Are our use of reported injury measures, like TRIFR or LTIFR, ‘good enough’ representations, or beset with foundational statistical flaws?
Today’s report is from Hallowell et al., 2020, titled ‘The Statistical Invalidity of TRIR as a Measure of Safety Performance’. From the CSRA.
Make sure to subscribe to Safe AF on Spotify/Apple, and if you find it useful then please help share the news, and leave a rating and review on your podcast app. I also have a Safe AF LinkedIn group if you want to stay up to date on releases.
Join my Safe AF LinkedIn group: https://www.linkedin.com/groups/14717868/

Shout me a coffee (one-off or monthly recurring)
Transcription:
Your safety dashboard looks great, nearly everything is green or amber, with barely a hint of red.
And then you kill somebody.
Our injury measures more a curse with a poor statistical basis or a decent enough predictor of harm.
G’day everyone, I’m Ben Hutchinson and this is Safe As,
a podcast dedicated to the thrifty analysis of safety, risk and performance research.
Visit safetyinsights.org for more research.
This well-known report from Hallowell et al.
as part of the CSRA, studied the statistical basis of TRIR, or Total Recordable Injury Frequency Rate.
It’s titled The Statistical Invalidity of TRIR as a Measure of Safety Performance.
So what is the TRIR TRIFR?
So TRIR, the Total Recordable Injury Frequency Rate,
is the rate at which a company experiences an OSHA recordable incident
scaled per 200,000 worker hours.
In other places around the world, it’s scaled against 1 million worker hours and probably other
variations.
So this helps normalize the value to account for different working hours and,
by extension, different head counts.
Now even though the report refers to TRIR, I’m going to call it TRIFR,
since that’s what we call it in the land of Oz.
What were their methods?
The researchers had direct access to over 3 trillion worker hours of
internally reported incident data from partner organizations within the US,
covering a 15-year period.
The data set included monthly counts of recordable injuries, fatalities and worker hours.
They used a range of statistical analytical approaches,
both parametric and non-parametrical tests.
And they served different purposes.
Just very quickly, the parametric approach.
In particular, the Poisson distribution identified recordable incidents as discrete events,
which means that they either occurred or didn’t occur,
and recognized that they vary over individual worker hours.
Therefore, the TRIFR was logically represented as a series of Bernoulli trials,
and the Poisson distribution was deemed the most accurate representation.
This is pretty appropriate for modeling these types of discrete events.
In particular, discrete rare events that occur over a fixed interval of time.
This really well describes recordable injuries within worker hours.
They also used some non-parametric approaches,
but I really recommend you check out the report to get a description around
what these tests are and why they use them.
The reason why I jumped into that background around the parametric test before,
particularly the Poisson distribution,
is that several people on social media were quick to argue
that the Poisson distribution in this report isn’t appropriate for this type of modelling,
and that the authors should have used a negative binomial distribution.

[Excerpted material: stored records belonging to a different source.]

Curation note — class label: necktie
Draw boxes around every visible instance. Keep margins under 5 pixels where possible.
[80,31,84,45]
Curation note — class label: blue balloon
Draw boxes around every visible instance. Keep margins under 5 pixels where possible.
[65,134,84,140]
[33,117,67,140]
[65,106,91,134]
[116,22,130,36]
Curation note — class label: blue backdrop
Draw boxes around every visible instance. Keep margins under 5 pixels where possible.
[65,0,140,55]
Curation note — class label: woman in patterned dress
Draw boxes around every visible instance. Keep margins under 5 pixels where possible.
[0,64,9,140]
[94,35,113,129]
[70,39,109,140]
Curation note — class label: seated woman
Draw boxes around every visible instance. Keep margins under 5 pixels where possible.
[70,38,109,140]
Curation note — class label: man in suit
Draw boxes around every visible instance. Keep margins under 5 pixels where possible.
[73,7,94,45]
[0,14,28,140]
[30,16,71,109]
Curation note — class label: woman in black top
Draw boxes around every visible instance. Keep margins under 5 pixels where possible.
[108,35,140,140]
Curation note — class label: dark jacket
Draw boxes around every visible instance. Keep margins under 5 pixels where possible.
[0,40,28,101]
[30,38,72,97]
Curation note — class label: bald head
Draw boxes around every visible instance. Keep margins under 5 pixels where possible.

First of all, some existing research has already shown that incidents
are appropriately modelled via the Poisson distribution,
and that the assumption of independence isn’t actually violated.
I’m not going to go into that here though.
Further, the applied statistics in OHS textbooks from Janissak,
specifically describe the appropriateness of Poisson distributions for this purpose,
because it’s well geared for statistically rare events compared to the total exposure.
However, a recent review study of best practices for under-reporting accident research
from Brazilian probes in 2025 in safety science found that while both Poisson and binomials were
appropriate for this task, in fact they even argued that linear Poisson and negative binomial models
returned similar results in medium and large sample sizes, showing that it actually is appropriate.
However, based on that research, negative binomials did return a higher accuracy.
But again, Poisson was a good estimator of negative binomials,
and is appropriate for statistically rare events,
which is what the statistician Janissak in his OHS statistics textbooks,
and Helwell et al in this current report actually argued to begin with.
Anyway, I’ll get off my soapbox now.
So what did they find?
Well, let’s jump into the core findings of this report.
No links between the TRIFR and serious accidents from fatalities was found.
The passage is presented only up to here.